1918 Mart ayında, yapıldı Urmu katliamı … Yaklaşık bir ay sonra Nisan 1918’de Salmas katliamı, ardından Hoy katliamı… Sadece 1918 yılında 150 bin Güney Azerbaycan Türkü kendi toprağında katl edildi…

Dün Büyük Ermenistan hayallerini topraklarımızda kuranlar bugün aynı çizgide büyük Kürdistan vaadi ile kandırılmışlardır… PKK’nın İran kolu PJAK Urmu Salmas Hoy çizgisini stratejik operasyon bölgesi olarak ilan etmiştir. Yani; 1918 de büyük Ermenistan haritalarında Azerbaycan’ı yerlilerinden yani Türklerden boşaltarak topraklarımızı gasp etmeğe kalkışanların, bugün sadece adı değişmiştir değişmeyen tek şey, Urmu’nun onlar için önemidir… Bir de onların bizimle Türkiye toprakları arasında örecekleri duvar ve bizim yüreğimiz ve yıllardır bedel ödeyerek koruduğumuz Vatan kalesi Urmudur.
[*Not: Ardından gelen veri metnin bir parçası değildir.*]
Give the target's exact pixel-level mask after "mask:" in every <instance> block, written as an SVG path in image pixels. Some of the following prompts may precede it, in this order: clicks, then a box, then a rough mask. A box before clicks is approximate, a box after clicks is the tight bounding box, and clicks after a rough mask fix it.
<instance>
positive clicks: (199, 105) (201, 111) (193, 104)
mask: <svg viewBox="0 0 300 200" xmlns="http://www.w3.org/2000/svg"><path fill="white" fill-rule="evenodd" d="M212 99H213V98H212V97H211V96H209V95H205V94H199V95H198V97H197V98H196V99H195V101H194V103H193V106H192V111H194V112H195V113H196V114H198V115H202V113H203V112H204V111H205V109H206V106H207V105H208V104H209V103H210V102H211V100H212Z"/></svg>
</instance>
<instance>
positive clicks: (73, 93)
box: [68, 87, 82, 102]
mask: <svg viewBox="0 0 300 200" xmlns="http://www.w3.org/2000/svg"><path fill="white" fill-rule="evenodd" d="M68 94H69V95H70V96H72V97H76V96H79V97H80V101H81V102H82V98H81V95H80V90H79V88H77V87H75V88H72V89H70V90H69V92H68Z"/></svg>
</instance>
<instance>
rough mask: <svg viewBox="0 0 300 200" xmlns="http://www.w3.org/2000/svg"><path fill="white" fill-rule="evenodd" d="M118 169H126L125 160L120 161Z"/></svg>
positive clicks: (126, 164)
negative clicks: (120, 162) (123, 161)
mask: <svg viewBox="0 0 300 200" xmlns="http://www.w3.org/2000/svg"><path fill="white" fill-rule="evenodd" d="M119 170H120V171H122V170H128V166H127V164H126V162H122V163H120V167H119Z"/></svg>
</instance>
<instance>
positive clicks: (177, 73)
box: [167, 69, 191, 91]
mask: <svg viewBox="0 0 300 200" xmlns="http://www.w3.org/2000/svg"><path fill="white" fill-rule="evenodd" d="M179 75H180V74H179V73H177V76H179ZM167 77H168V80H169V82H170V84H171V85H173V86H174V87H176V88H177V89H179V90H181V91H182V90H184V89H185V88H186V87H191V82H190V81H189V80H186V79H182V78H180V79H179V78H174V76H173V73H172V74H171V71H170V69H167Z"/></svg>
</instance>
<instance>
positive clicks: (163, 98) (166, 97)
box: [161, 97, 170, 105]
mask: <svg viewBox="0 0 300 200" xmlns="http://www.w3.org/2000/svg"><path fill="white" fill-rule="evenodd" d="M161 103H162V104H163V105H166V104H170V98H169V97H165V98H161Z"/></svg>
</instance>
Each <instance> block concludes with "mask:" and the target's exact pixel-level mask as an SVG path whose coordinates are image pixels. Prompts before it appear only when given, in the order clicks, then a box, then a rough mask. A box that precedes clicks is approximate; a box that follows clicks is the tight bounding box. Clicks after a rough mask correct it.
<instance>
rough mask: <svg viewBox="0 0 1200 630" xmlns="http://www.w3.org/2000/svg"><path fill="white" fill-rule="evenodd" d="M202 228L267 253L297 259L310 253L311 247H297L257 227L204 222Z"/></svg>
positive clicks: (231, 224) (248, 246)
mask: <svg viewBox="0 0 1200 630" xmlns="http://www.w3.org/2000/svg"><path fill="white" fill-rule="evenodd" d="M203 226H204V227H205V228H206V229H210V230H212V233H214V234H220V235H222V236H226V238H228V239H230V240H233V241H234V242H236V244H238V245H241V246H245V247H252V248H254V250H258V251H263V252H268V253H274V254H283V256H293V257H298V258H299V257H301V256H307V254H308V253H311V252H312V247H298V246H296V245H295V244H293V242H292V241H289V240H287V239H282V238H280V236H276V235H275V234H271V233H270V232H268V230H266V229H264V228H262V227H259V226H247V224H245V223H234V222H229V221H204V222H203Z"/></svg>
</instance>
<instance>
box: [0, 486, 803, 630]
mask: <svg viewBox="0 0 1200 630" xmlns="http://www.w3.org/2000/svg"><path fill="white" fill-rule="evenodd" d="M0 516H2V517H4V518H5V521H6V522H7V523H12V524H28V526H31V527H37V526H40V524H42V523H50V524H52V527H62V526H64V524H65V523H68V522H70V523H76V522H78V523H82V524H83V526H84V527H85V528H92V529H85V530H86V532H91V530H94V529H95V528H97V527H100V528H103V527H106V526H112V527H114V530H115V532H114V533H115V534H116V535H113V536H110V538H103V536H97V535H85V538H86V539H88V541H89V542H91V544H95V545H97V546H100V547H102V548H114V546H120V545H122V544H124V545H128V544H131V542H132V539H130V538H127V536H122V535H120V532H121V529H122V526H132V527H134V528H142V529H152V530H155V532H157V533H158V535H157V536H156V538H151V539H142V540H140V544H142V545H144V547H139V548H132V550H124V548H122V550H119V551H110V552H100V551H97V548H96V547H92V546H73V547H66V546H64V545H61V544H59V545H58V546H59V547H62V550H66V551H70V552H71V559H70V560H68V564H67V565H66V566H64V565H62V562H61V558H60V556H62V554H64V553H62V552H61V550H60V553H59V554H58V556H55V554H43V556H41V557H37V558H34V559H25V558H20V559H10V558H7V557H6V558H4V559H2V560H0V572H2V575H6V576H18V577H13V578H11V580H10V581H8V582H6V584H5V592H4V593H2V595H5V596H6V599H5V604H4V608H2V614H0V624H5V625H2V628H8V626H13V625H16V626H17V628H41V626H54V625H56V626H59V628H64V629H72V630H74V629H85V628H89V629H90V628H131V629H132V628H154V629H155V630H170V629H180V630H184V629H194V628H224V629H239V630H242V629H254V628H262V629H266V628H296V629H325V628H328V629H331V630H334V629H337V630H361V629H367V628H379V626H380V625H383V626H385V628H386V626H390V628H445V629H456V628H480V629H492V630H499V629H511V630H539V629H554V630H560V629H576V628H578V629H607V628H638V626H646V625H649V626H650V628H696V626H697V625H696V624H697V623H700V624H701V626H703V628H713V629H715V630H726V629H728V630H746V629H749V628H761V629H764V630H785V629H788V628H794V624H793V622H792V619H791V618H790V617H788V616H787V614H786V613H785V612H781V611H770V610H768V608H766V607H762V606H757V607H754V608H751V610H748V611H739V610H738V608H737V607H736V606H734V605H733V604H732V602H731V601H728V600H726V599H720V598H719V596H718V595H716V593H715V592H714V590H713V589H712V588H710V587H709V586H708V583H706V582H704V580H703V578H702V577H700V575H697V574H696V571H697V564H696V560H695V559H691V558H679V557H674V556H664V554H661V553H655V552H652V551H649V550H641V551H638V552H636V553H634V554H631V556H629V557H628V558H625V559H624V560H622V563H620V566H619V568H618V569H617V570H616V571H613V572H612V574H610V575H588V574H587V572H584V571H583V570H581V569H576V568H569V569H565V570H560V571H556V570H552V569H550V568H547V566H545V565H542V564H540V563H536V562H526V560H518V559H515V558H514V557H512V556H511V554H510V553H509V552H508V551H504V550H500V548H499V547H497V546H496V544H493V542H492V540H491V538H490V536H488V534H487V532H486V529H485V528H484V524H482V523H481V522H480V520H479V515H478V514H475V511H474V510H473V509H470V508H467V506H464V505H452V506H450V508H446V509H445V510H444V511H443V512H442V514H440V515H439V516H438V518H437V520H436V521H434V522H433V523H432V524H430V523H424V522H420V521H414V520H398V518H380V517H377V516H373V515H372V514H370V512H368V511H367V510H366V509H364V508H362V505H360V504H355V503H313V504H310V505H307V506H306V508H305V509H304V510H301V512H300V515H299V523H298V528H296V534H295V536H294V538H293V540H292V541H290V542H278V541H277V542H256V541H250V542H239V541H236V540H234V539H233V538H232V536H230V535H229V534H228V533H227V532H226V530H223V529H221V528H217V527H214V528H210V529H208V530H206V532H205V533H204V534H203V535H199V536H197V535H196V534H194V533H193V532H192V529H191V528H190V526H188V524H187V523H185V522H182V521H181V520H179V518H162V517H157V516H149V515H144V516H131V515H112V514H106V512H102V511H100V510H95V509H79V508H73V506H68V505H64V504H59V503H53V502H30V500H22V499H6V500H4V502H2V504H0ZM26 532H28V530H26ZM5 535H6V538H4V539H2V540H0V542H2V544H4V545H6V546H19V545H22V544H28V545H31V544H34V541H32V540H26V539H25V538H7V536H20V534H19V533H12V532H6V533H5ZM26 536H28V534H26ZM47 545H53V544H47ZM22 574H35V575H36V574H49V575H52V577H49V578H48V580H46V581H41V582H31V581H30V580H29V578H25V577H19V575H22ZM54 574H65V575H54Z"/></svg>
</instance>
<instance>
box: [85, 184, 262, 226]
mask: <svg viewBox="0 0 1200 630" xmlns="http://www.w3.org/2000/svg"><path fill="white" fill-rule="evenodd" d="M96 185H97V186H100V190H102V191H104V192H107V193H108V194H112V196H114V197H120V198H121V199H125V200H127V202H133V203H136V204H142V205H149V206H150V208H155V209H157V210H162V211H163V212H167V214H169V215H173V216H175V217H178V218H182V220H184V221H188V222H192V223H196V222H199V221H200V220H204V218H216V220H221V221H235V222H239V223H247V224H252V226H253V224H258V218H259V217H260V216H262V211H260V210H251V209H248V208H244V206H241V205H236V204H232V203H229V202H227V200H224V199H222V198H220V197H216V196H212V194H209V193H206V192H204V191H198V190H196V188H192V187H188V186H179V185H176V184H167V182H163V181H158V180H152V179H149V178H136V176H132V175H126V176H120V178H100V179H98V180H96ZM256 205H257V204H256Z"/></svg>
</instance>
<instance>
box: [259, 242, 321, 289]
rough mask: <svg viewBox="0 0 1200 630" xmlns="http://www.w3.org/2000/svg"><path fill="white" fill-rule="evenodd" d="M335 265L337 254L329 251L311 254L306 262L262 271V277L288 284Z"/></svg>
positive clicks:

Ve bugün 24 senedir Uluslararası kararları ve evrensel insan hakları norm ve değerlerini aşarak Ermeni’yi Karabağ’da tutan, PKK ve kollarına meşruiyet kazandırmaya çalışan güçler yarım kalan planlarını tamamlamak istiyorlar. Dün Urmu’da Salmas’da ve Hoy’da yaşadığımız acıların devamıdır Hocalı katliamı. Ve tabii ki, bizim için Karabağ yarası, acıdan öte, intikam ve öfkenin üstünde küreselleşen dünyada, öz ve özgenin gerçeği ile yüzleşmemizi gerektiren varlığımızdır.

Bizim yaralarımız bizi öldüremediği için bu yaralarla geçinmeği değil yaralarımızla güçlenmeği öğrenmeliyiz. Bir avuç sefil Ermeni’nin veya teröristin bu dehşeti yapabilme ve topraklarımız üstünde hayali haritaları çizebilme cesaretlerinin kaynağı tabii ki sadece bu  bir avuçtan ibaret değildir. Ayrıca bizim düşmanlarımız hiç bir zaman bir avuç olmadılar. Birleşerek büyüdüler ama hep bir yumruğumuzla da devrildiler.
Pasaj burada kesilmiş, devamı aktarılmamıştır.